Newmarket Horse Racing History
The first recorded race at Newmarket was a match between horses owned by Lord Salisbury and the Marquess of Buckingham in 1622. The Newmarket Town Plate in 1666 is believed to have been the first race run under rules with the course officially opened the following year.
The July meeting was first held in 1765 with the Craven Meeting established six years’ later. The 2000 Guineas was first run in 1809 and won by Wizard.
The inaugural running of the 1000 Guineas took place in 1814 and was won by Charlotte. Newmarket continued to race throughout both World Wars and hosted the Derby on ten occasions.
The last horse to win the Derby at Newmarket was Dante in 1945.The photo finish was used to decide the outcome of a Classic race for the first time at Newmarket in the 2000 Guineas in 1949.
The first colour photo finish also took place here in the 1989 Dewhurst Stakes won by Dashing Blade. The July course introduced “Newmarket Nights” in 1987, providing musical entertainment after racing.
They are now firmly established as a highlight of the Newmarket summer season. The Champion Stakes was held at Newmarket until being transferred to Ascot in 2011.
The Dubai Future Champions Festival was created in 2015, featuring several top juvenile races including the Group 1 Dewhurst Stakes.
Famous Newmarket Races and Racehorses
Nijinsky (1970) was one of the most famous winners of the 2000 Guineas. The colt would go on to win the Derby and the St Leger, the last horse to claim the elusive Triple Crown.
One of the greatest ever races at Newmarket was the 1971 2000 Guineas in which Brigadier Gerard beat subsequent Derby winner Mill Reef.
Frankel’s 2000 Guineas victory in 2011 established him as a truly exceptional racehorse. He was one of the hottest Newmarket tips for many years, starting odds-on favourite.
Frankel stunned onlookers by racing fifteen lengths clear by half-way, eventually winning by six lengths. It was the biggest winning margin in the race since Tudor Minstrel in 1947.
Famous 1000 Guineas include Her Majesty The Queen’s Highclere 1974, Pebbles (1984) and Salsabil (1990).

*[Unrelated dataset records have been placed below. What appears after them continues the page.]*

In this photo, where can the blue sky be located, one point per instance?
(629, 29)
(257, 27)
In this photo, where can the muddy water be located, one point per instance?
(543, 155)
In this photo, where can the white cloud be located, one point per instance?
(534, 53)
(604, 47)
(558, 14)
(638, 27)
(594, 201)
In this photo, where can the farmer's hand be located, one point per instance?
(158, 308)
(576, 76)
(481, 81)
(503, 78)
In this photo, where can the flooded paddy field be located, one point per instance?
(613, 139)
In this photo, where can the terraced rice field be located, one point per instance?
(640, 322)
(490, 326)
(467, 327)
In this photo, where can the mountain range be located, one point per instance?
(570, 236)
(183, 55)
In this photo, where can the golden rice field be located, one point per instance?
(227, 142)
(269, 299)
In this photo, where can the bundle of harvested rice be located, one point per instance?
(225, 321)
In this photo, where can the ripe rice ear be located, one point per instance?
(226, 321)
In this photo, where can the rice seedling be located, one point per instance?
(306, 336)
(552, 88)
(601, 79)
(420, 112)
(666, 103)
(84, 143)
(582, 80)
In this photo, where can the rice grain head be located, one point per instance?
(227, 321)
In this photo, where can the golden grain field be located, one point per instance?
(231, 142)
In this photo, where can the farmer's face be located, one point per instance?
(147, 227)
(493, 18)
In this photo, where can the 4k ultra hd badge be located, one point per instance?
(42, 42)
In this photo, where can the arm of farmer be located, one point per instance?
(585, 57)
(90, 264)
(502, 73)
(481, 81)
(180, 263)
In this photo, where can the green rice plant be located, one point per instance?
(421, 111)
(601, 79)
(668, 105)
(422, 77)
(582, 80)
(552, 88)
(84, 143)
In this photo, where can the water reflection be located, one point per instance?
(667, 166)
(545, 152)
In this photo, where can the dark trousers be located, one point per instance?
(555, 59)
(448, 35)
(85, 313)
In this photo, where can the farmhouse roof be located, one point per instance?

Oh So Sharp won a thrilling photo-finish in 1985 and went on to win the Fillies’ Triple Crown by winning the Oaks and St Leger.
Derby winners Generous (1990), Dr Devious (1991), Sir Percy (2005) and New Approach (2007) all won the Dewhurst Stakes.
The race has also produced numerous 2000 Guineas winners including Rock Of Gibraltar (2001), Dawn Approach (2012) and Churchill (2016).